Owen Myers 

Gus Dapperton: ‘I’d put in 10,000 hours producing by the time I was 18’

Pink boxers, analogue instruments and hip-hop beats have made Dapperton a TikTok star – but he’s worked hard for it
  
  

Well red ... Brendan Rice AKA Gus Dapperton.
Well red ... Brendan Rice AKA Gus Dapperton. Photograph: Record Company Handout

Gus Dapperton emerged in 2017 as a lo-fi pop prankster with a lime-green bowl cut and videos that were somewhere between a Michel Gondry short and a Zooey Deschanel romcom. They showed him tap-dancing through a high school, canoodling with his then-girlfriend, Euphoria star Barbie Ferreira, and being chased by a farmer while wearing nothing but pink boxers. “People thought I was quirky and irreverent, but I was fully serious about how everything looked and sounded,” he says sincerely. “That’s just me.”

Born Brendan Rice, Dapperton was an extrovert early on, painting his nails and dyeing his hair as a kid growing up in the “conservative” farm town of Warwick, NY. At 14 he started making hip-hop beats inspired by Madlib and MF Doom and, after winning a local songwriting contest, would bunk off to work on GarageBand tracks. After cycling through aliases such as Oliver Twistless and Pablo Pistachio he settled on the more understated Gus Dapperton and switched to dreamy bedroom pop. “I’d put in 10,000 hours producing by the time I was 18,” he says with a grin.

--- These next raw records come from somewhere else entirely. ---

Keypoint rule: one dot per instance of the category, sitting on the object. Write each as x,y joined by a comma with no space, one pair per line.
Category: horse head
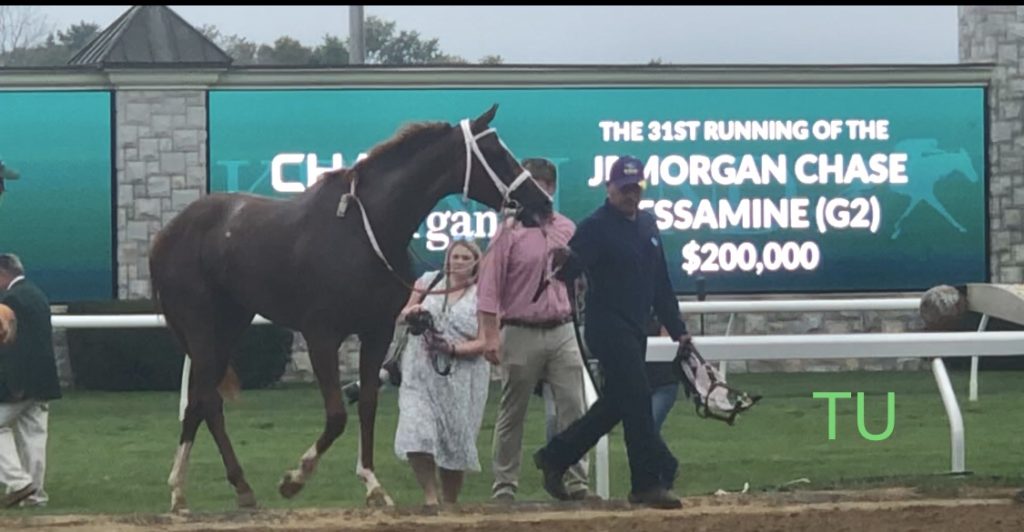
493,175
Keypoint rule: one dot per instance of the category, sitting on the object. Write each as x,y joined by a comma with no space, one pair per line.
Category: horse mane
400,147
396,149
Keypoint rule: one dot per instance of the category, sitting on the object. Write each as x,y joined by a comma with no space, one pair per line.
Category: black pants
626,397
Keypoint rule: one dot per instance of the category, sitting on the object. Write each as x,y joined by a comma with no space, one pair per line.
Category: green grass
112,452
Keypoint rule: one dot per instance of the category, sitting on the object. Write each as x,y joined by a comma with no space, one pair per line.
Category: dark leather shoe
585,494
656,498
552,477
14,497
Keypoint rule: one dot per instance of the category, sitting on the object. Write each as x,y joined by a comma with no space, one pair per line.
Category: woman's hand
409,310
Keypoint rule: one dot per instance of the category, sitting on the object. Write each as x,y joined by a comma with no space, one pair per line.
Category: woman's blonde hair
473,248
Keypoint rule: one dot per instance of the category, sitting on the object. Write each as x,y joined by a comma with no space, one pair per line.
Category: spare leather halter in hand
472,147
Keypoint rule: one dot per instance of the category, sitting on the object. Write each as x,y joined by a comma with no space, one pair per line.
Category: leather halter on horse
472,148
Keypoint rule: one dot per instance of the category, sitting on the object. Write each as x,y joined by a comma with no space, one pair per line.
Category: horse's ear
483,121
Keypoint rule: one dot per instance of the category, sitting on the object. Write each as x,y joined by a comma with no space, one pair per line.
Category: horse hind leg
210,350
189,426
324,357
372,351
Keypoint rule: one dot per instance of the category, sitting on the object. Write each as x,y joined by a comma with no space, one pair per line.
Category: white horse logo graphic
926,166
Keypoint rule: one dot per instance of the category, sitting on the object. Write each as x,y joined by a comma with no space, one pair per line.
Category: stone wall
995,35
161,168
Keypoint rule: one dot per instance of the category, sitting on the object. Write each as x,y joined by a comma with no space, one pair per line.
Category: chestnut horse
330,262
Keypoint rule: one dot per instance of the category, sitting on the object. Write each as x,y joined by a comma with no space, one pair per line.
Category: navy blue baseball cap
626,171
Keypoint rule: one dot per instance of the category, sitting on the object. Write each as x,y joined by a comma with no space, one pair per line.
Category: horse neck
397,201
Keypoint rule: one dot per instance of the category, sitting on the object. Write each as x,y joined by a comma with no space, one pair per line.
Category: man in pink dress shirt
536,340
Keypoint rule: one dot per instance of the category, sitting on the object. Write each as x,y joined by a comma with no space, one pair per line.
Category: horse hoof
180,507
289,487
378,497
247,500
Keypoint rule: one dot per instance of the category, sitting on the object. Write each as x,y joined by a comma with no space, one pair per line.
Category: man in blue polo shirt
620,249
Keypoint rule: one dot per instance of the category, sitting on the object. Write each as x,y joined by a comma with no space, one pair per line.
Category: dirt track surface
818,512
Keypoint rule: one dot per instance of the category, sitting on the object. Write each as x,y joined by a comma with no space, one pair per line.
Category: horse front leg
372,351
324,357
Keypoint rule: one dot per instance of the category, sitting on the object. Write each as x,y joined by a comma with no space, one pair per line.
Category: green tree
387,45
285,51
331,52
78,35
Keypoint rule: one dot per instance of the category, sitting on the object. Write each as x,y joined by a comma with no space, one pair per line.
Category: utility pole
356,37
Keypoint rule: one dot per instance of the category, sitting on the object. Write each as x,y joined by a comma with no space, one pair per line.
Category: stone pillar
161,168
994,34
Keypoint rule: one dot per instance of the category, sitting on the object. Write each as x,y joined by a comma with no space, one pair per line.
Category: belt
550,323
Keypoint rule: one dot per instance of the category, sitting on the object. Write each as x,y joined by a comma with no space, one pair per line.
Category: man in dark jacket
28,382
620,248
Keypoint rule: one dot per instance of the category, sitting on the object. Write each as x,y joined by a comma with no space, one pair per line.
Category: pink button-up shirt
517,261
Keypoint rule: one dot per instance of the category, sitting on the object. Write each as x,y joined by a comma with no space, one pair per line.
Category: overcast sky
609,34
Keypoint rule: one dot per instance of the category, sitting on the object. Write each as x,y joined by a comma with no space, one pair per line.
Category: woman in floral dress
440,415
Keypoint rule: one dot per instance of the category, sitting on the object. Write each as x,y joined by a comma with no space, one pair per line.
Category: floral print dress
437,414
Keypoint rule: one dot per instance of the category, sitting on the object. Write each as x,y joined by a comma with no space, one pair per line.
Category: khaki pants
23,447
527,356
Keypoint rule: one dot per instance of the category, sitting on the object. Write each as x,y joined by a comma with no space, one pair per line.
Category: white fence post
973,392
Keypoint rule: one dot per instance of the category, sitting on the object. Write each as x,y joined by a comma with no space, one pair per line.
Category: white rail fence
771,347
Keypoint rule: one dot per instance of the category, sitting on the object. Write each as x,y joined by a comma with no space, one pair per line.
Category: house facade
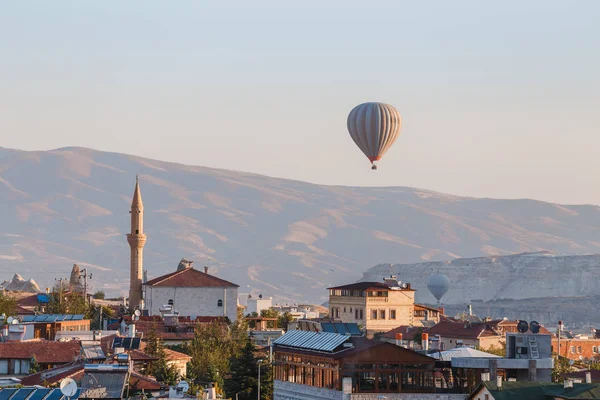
377,306
190,292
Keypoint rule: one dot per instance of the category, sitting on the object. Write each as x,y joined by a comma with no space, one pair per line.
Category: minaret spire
136,240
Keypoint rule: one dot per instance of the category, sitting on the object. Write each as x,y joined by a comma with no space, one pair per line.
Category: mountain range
281,238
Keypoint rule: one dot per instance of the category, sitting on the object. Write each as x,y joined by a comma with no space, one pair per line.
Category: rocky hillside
283,238
18,284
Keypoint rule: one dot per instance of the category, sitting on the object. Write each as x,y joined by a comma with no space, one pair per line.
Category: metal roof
34,393
319,341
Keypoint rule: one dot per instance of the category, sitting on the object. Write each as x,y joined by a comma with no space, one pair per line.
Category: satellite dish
68,387
438,285
522,326
183,387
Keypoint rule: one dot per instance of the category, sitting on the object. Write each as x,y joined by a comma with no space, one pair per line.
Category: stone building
191,292
136,240
377,306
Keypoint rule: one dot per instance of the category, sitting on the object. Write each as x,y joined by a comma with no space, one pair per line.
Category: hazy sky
499,99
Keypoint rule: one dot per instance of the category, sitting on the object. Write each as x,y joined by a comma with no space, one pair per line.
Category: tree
561,367
8,304
99,295
244,376
34,367
284,319
160,368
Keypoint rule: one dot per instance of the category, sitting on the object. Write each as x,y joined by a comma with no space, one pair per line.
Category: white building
258,304
192,293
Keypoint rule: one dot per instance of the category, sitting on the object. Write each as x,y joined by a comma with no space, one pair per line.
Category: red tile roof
185,330
55,375
462,330
45,352
172,355
189,277
404,330
141,382
364,286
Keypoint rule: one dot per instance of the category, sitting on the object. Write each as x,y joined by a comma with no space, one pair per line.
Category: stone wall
198,301
409,396
295,391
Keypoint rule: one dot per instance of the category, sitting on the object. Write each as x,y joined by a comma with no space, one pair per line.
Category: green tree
34,367
8,304
160,368
244,376
99,295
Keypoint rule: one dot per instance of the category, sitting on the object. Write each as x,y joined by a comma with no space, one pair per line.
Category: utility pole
259,361
83,274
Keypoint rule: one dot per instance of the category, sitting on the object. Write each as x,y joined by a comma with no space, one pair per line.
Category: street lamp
259,361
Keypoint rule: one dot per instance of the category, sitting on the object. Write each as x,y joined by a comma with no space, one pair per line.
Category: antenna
522,326
68,387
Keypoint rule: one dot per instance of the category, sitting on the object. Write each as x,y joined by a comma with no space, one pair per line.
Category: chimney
568,383
398,339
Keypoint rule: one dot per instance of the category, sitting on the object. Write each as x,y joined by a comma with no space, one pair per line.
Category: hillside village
191,334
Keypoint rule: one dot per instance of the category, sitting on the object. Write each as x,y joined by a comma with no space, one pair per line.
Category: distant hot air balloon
438,285
374,127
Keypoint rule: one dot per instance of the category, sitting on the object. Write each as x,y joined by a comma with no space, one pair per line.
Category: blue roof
319,341
43,298
52,317
32,393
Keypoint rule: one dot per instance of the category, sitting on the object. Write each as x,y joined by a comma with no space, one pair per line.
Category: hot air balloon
438,285
374,127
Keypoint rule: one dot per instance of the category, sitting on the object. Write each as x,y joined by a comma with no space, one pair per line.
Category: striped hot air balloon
374,127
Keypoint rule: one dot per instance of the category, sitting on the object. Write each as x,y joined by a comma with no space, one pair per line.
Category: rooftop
45,352
462,330
365,286
189,277
539,391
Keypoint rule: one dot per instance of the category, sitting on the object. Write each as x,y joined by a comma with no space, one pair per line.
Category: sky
498,99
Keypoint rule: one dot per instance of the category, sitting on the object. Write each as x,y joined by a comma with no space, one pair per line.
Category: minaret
136,240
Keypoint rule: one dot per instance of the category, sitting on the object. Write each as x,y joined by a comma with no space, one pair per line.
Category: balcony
377,299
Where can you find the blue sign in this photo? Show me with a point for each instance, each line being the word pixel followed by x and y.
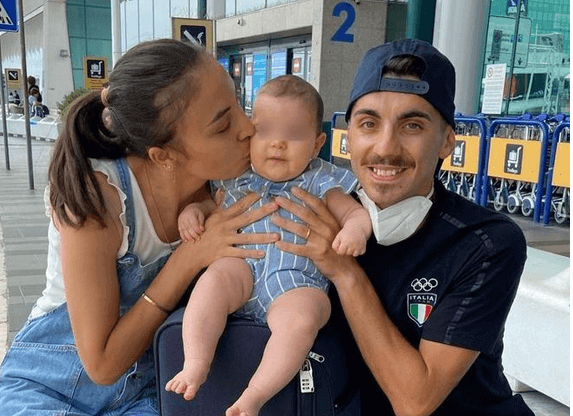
pixel 8 16
pixel 278 63
pixel 224 62
pixel 342 34
pixel 259 71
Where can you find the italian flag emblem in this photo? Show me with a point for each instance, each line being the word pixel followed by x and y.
pixel 420 306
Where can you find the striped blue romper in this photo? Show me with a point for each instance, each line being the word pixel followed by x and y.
pixel 279 271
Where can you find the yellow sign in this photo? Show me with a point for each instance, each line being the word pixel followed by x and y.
pixel 13 78
pixel 338 148
pixel 465 156
pixel 96 73
pixel 197 31
pixel 514 159
pixel 562 165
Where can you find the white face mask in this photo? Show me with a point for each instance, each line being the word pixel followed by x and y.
pixel 399 221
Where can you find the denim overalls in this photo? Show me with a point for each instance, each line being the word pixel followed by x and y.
pixel 42 373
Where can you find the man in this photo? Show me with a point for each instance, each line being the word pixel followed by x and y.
pixel 428 301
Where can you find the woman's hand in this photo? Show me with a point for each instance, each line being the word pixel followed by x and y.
pixel 223 232
pixel 320 230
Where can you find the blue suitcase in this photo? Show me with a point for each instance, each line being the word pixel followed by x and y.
pixel 325 375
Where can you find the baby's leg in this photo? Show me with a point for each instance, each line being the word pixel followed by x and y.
pixel 224 287
pixel 294 319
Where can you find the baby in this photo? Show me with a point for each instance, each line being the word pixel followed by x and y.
pixel 282 290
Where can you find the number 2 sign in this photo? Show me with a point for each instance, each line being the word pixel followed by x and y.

He’s talking via Zoom at his cosy home studio, crammed with a raft of vintage guitars and retro synths, and, pride of place, Britney Spears’s ... Baby One More Time album on vinyl (“It’s pretty solid,” he notes). Dapperton’s self-produced music is steered by his analogue gear-junkie tendencies even as his playcounts are buoyed by pop-lead viral buzz – Supalonely, his sunshine-bottling TikTok smash with Benee, was a UK Top 20 this spring. His new album, Orca, is a relative make-under, however, filled with painfully personal lyrics and slowly permeating melodies.

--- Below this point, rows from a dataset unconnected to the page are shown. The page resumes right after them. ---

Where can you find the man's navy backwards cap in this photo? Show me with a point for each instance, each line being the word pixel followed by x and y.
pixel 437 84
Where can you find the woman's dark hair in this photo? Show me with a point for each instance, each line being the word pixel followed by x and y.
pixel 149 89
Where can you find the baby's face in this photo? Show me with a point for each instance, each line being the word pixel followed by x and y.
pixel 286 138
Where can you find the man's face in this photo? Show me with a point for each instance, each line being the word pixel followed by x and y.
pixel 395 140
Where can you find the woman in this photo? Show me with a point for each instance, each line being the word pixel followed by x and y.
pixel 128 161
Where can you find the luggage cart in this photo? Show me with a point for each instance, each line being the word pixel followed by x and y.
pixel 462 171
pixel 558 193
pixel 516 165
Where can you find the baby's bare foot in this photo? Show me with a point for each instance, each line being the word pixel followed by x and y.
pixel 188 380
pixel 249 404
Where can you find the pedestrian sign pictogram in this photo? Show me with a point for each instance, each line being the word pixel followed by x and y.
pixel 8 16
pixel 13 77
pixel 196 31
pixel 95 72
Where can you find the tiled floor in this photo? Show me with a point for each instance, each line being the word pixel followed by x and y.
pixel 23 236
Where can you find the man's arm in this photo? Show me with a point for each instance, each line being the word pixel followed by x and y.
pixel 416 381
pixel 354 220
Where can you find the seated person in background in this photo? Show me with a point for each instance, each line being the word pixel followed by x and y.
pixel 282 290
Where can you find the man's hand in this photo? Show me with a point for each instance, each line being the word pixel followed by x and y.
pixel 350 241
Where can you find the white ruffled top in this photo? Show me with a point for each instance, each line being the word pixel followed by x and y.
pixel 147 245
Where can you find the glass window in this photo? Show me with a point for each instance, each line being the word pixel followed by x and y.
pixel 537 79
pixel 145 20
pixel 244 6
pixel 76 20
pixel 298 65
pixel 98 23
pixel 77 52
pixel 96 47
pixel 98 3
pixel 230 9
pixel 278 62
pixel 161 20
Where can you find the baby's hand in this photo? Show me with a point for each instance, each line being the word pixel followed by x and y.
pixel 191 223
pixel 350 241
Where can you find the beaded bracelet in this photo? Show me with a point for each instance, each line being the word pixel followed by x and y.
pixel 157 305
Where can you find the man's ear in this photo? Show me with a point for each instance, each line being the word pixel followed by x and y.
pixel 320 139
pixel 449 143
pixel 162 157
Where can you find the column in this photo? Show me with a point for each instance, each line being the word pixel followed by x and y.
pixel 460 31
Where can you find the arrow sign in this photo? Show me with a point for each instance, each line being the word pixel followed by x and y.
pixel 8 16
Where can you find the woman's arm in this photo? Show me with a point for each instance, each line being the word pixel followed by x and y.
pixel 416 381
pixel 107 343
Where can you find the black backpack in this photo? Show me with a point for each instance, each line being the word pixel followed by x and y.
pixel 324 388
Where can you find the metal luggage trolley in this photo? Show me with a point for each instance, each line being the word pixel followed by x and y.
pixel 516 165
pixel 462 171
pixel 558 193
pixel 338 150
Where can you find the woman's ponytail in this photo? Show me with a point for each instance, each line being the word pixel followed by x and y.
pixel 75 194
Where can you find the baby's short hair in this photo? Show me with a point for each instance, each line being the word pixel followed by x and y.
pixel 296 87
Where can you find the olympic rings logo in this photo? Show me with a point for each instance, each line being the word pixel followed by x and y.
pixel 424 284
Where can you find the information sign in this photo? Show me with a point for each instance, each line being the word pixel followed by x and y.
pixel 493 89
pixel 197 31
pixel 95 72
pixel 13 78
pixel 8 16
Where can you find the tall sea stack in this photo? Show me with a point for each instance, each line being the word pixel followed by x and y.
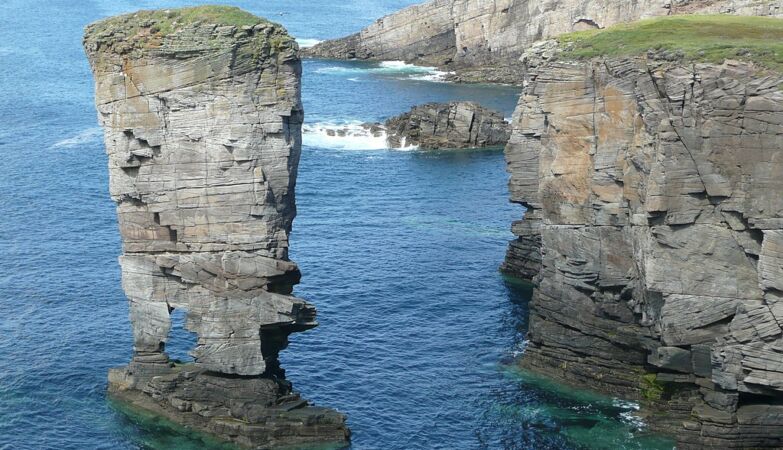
pixel 202 119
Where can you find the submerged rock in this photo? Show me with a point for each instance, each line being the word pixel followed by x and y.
pixel 448 125
pixel 654 231
pixel 202 120
pixel 483 41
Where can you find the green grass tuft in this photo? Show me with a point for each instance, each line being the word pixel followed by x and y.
pixel 702 38
pixel 651 388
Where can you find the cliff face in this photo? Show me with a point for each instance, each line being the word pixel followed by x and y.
pixel 655 233
pixel 482 41
pixel 448 126
pixel 202 121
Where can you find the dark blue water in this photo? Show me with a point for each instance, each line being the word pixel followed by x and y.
pixel 399 251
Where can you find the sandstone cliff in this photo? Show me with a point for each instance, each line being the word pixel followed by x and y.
pixel 202 121
pixel 482 41
pixel 654 232
pixel 448 126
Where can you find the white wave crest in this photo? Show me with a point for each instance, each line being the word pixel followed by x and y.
pixel 307 43
pixel 353 135
pixel 88 136
pixel 397 69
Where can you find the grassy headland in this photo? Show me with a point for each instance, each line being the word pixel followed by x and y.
pixel 703 38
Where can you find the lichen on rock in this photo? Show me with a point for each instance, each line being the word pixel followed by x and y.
pixel 202 120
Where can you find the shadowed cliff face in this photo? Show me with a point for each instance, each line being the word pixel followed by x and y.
pixel 654 232
pixel 482 41
pixel 202 122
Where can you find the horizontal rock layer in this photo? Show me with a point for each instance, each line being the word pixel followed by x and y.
pixel 202 124
pixel 448 126
pixel 654 229
pixel 482 41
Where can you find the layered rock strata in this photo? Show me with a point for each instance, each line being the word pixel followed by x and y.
pixel 448 126
pixel 482 41
pixel 202 122
pixel 654 231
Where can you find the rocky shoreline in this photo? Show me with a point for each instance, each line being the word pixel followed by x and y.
pixel 653 233
pixel 651 184
pixel 484 41
pixel 202 118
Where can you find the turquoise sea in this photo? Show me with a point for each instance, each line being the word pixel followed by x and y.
pixel 399 250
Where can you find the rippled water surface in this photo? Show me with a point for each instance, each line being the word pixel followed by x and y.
pixel 399 251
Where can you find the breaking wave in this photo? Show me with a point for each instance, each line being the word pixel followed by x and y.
pixel 307 43
pixel 390 68
pixel 353 135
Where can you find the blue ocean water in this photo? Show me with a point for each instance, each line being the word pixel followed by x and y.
pixel 399 251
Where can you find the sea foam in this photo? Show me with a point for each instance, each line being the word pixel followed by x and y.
pixel 353 135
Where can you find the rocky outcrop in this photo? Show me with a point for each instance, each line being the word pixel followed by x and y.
pixel 482 41
pixel 202 121
pixel 447 126
pixel 654 230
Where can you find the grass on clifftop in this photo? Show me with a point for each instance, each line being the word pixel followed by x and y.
pixel 164 21
pixel 709 38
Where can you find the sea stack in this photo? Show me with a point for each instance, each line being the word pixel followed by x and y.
pixel 202 119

“All of these songs are about our unhealthy habits catching up with us,” he says. “Having these huge emotional highs on stage, and then lows.” When touring his debut album, Where Polly People Go to Read, Dapperton had a wake-up call. “I was drunk, incoherent and ended up getting lost … I know now that as a person I need longer breaks and moments of rest.” The experience inspired recent single First Aid, on which anguished vocals evoke self-inflicted violence.

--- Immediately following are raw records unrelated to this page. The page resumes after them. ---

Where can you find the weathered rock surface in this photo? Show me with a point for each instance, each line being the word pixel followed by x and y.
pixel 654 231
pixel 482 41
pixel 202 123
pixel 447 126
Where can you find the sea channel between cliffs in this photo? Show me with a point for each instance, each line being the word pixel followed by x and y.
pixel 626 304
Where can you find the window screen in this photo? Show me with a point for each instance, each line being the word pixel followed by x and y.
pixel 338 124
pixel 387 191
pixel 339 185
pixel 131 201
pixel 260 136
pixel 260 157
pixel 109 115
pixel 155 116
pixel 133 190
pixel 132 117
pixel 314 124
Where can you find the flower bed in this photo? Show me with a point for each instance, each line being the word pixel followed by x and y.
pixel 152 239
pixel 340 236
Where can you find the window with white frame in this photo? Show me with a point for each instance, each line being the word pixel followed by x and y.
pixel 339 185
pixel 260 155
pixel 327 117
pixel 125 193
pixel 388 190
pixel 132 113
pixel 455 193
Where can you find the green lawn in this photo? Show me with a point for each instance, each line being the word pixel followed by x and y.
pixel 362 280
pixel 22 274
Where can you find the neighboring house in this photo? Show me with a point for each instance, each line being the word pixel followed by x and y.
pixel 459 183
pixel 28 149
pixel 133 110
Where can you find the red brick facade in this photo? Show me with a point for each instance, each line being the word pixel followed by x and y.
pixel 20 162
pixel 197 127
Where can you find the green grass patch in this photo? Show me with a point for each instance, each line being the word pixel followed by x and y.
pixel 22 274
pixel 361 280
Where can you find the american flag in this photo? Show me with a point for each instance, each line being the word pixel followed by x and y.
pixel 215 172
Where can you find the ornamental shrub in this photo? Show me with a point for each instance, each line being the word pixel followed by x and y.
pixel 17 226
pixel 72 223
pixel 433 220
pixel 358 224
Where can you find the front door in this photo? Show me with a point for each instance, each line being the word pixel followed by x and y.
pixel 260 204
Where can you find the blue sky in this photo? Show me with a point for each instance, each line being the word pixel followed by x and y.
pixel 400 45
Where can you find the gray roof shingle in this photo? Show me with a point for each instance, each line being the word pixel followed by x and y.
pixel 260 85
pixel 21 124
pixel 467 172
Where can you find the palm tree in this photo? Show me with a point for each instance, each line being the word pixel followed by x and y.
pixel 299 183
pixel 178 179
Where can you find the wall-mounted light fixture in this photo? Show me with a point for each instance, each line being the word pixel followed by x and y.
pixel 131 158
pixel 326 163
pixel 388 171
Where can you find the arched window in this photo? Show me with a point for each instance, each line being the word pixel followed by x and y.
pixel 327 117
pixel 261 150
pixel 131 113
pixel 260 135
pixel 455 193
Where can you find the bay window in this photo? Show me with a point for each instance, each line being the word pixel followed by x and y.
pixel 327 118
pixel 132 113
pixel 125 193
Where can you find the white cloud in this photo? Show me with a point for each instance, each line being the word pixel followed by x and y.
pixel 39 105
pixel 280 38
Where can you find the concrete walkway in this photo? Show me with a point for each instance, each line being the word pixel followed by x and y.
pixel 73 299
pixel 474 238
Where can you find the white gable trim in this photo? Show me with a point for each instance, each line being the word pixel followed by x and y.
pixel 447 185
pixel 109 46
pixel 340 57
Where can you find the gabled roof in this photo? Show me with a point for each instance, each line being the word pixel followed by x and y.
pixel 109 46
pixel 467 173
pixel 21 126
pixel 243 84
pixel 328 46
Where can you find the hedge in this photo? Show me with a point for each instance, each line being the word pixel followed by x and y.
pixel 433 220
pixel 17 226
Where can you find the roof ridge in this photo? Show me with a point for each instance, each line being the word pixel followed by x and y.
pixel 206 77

Dapperton says that he feels conflicted about putting out an album this year, given … well, everything. But he brings his mindfulness of our moment even to daytime TV, recently wearing a Black Lives Matter shirt while performing Supalonely on Ellen. Embracing his daffy quirks got Dapperton noticed, but his deepening honesty in music looks set to turn his fans into lifers. Many of them already have Dapperton tattoos. “It’s really sweet,” he says. “And that’s what makes me think that I have a responsibility to release music and to take it to people, hearing people say: ‘It really changed my life.’ Because I know that music has changed my life.”